Rocco headed out on the Abbeville road and soon arrived at the Gondrand dealership, an oasis of brightness in a drab line of houses and small businesses. It stood on an extensive patch of gravelled ground with a small office building at one end and streamers fluttering from poles like a circus event. There were some two dozen cars of every description on view, and the impression Rocco got was that Gondrand had taken the American high-volume approach to car sales, with lots of glitz and gleaming paintwork to draw in the customers.

Inside the front office a man in a dark blazer was leafing through a calendar showing smiling women in scant costumes, his feet up on the desk. When he saw Rocco, he tossed the calendar to one side, patently beyond embarrassment, and stood up without haste. He eyed Rocco’s clothes with a commercial gleam in his eye and a professional smile sliding into place.

The younger Gondrand, Rocco decided. He was close-shaven, skin shiny and soft-looking. Pampered.
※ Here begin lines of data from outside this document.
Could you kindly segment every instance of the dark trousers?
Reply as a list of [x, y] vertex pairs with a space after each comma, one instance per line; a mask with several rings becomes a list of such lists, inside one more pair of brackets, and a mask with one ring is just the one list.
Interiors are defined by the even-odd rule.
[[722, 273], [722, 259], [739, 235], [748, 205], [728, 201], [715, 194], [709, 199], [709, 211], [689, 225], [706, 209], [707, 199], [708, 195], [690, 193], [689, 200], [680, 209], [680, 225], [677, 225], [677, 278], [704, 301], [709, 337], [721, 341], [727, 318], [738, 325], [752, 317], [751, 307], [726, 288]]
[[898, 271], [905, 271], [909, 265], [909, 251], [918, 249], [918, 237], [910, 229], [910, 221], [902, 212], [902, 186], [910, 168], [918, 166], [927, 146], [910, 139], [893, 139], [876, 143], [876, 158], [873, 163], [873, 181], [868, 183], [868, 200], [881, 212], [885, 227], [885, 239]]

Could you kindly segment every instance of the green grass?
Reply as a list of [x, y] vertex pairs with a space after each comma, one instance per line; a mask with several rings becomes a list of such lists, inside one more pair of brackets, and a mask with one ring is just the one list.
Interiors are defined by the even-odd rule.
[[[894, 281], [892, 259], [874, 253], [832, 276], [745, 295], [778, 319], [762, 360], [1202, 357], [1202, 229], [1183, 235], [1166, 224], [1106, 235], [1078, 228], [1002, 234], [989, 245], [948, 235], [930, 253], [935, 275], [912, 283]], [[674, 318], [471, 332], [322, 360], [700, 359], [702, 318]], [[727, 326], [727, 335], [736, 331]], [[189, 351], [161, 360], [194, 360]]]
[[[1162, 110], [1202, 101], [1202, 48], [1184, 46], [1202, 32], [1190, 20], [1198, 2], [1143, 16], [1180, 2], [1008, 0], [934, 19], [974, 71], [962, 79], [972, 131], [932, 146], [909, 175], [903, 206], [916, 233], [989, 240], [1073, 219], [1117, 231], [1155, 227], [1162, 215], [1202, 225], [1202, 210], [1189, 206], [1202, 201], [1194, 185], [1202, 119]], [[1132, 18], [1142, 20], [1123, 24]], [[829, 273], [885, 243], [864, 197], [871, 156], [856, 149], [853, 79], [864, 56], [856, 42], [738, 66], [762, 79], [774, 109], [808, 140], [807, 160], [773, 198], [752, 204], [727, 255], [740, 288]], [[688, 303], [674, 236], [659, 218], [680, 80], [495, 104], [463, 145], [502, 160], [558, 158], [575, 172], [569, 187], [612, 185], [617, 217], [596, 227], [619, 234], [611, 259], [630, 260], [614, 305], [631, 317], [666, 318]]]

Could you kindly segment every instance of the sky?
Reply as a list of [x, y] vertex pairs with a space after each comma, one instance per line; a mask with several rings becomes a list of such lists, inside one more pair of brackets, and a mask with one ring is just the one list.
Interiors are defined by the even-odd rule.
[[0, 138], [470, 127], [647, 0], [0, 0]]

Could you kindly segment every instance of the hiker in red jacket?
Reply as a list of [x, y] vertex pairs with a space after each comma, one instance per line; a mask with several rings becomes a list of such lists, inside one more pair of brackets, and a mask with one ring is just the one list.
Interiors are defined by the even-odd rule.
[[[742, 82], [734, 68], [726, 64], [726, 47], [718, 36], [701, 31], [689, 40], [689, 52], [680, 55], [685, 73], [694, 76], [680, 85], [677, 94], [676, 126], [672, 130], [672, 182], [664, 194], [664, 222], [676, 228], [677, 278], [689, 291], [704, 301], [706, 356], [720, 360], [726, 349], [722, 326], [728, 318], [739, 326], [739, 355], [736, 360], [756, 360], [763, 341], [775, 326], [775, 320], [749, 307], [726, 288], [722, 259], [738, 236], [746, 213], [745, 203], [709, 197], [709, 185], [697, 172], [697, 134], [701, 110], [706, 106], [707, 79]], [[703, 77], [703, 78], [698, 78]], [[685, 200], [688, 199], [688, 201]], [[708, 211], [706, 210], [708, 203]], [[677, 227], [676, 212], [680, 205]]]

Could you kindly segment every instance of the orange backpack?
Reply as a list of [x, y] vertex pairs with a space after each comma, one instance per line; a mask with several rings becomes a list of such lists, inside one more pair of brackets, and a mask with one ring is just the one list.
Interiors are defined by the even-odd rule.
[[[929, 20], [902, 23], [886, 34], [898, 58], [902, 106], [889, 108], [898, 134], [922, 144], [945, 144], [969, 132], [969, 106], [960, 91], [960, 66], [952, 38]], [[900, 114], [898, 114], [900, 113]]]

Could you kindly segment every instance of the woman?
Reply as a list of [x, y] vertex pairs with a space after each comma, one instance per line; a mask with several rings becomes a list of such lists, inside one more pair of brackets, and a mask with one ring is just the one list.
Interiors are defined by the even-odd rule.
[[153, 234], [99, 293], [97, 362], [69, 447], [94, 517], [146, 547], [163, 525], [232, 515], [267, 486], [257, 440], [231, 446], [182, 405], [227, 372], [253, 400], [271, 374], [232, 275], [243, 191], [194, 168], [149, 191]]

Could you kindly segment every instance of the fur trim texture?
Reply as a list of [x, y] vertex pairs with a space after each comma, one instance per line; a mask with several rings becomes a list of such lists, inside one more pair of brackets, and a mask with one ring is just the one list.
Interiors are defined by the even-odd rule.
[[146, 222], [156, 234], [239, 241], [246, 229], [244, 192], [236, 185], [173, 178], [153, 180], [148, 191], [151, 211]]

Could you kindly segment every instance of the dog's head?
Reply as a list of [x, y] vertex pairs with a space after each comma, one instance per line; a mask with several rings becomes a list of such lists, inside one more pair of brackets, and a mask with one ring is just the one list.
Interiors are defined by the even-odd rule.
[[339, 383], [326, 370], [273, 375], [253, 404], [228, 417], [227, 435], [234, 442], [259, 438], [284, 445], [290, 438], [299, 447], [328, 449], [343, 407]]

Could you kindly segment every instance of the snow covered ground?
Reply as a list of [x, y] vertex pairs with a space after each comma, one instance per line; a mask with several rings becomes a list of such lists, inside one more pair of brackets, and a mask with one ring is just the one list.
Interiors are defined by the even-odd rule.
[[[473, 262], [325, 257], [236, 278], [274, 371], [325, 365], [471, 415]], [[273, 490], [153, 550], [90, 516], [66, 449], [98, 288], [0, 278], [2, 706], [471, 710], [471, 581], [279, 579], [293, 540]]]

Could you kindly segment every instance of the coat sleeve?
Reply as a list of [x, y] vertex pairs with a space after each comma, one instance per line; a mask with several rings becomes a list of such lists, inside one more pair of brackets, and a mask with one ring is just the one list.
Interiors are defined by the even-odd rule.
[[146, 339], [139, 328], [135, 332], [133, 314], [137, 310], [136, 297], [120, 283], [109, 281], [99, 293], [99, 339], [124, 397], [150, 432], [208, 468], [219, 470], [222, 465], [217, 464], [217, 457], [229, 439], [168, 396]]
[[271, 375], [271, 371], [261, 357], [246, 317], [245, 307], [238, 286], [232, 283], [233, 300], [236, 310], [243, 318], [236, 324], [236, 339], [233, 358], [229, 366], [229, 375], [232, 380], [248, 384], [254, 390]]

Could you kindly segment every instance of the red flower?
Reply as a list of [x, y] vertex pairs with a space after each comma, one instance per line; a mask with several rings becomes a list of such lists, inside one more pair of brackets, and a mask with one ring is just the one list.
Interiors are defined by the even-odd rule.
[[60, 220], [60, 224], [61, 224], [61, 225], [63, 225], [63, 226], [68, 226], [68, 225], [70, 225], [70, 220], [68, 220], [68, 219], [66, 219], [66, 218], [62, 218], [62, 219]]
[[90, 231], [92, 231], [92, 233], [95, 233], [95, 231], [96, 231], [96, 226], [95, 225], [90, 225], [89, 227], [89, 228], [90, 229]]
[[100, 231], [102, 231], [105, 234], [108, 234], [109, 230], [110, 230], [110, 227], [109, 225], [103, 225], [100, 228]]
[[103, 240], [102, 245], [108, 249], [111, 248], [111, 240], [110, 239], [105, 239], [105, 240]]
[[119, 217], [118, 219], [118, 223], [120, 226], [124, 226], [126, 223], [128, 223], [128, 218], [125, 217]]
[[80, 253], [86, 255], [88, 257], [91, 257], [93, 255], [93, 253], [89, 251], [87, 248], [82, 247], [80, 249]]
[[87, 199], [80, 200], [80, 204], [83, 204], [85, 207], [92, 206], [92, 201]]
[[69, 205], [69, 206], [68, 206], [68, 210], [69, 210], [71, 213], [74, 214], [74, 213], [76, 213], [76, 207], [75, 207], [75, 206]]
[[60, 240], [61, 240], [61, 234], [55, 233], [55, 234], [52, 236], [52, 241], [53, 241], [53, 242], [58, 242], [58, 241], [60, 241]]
‘Your father in?’ Rocco asked.

‘Maybe. Who’s asking?’

‘Police.’

‘Right.’ The gleam disappeared and a blank mask dropped down in its place. ‘Well, I’m in charge of day-to-day operations here. What’s it about, Sergeant…?’

‘Inspector. And your father would be fine.’

Gondrand nodded and seemed about to argue, but turned and went through a door at the end of the room. He returned seconds later, visibly annoyed, with an older and fleshier version of himself in tow.

‘Inspector Rocco, isn’t it?’ said Victor Gondrand. He beckoned Rocco to follow him inside and gave his son a steely look, closing the door firmly and indicating a visitor’s chair. The office was small and neat, with little clutter, the domain, Rocco decided, of a professional businessman. And no girlie calendars.

‘How do you know my name?’ queried Rocco.

Victor smiled. ‘It’s good manners, Inspector. It’s not a huge town, so it makes sense to at least know who I might be dealing with, especially a business like ours.’ He sat down, but not behind his desk. Instead, he dragged up a second visitor’s chair and sat near Rocco. ‘What can I do for you? I take it you don’t want to buy a car.’ He glanced out through a small window looking out on the front of the lot, where Rocco’s Citroen was parked.

Rocco decided that this was one Gondrand he might get to like. ‘I’m looking for the driver of a Peugeot four-O-three,’ he explained, and listed the details.